Palestyńczycy stawiają warunki Izraelowi
Władze Autonomii Palestyńskiej
ograniczą działalność grup paramilitarnych dopiero wtedy, gdy
Izrael powstrzyma się od działań wojskowych na terytorium
palestyńskim - przekazały w piątek władze palestyńskie.
Jeśli wojska izraelskie opuszczą palestyńskie ziemie, Palestyńczycy rozbroją grupy paramilitarne oraz zamkną instytucje powiązane z Hamasem i Islamskim Dżihadem - grupami, które są odpowiedzialne za niedawny samobójczy zamach w Jerozolimie.
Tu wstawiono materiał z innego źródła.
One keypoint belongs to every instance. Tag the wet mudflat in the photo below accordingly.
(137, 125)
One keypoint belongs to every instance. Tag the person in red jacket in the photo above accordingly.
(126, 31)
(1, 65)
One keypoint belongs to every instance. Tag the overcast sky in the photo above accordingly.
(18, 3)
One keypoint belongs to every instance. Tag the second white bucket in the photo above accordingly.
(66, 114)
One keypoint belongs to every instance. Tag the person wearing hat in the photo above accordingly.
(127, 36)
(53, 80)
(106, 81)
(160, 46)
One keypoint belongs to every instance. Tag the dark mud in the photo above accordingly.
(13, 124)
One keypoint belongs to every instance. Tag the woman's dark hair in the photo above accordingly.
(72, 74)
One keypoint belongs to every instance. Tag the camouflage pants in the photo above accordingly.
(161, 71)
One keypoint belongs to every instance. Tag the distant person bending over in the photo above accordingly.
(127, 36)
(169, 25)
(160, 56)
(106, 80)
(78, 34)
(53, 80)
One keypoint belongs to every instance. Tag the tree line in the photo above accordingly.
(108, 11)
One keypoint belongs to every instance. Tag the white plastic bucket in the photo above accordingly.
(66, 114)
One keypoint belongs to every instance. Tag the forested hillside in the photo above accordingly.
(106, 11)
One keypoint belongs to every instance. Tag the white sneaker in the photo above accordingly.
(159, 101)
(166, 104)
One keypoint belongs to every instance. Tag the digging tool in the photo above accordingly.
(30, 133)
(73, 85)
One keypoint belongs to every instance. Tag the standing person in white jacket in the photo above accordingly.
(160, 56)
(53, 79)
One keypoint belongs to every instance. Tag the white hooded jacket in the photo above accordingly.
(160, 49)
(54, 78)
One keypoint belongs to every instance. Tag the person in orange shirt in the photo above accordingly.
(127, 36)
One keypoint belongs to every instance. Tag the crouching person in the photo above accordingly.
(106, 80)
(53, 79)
Palestyńczycy żądają też natychmiastowej interwencji USA na Bliskim Wschodzie. Według nich tylko Waszyngton jest w stanie jeszcze uratować "mapę drogową", plan pokojowy zakładający utworzenie państwa palestyńskiego do 2005 r.
Władze palestyńskie podjęły takie decyzje na piątkowym posiedzeniu gabinetu, w którym brał udział przywódca Autonomii Palestyńskiej Jaser Arafat.
"Palestyńscy przywódcy są gotowi zaprowadzić prawo i porządek oraz ukarać tych, którzy to prawo naruszają. Ale nie uda się tego uzyskać, jeśli Izrael prowadzi wojnę przeciw Autonomii Palestyńskiej, jej obiektom cywilnym" - powiedział minister Jaser Abed Rabbo.
Abed Rabbo przekazał, że władze palestyńskie zwróciły się do USA, aby ponownie podjęły próbę mediacji w celu wprowadzenia "mapy drogowej", oraz aby nakłoniły Izrael do powstrzymania ataków na cele palestyńskiej.
"Stany Zjednoczone muszą teraz odegrać aktywną rolę i natychmiast przysłać wysłanników z odpowiednimi uprawnieniami, którzy zapobiegną zerwaniu wszelkich ustaleń" - dodał Abed Rabbo.
Izrael wznowił blokadę palestyńskich miast oraz wstrzymał wycofywanie swych wojsk z Zachodniego Brzegu Jordanu po zamachu samobójczym, do jakiego doszło we wtorek w Jerozolimie. Zginęło w nim 20 osób.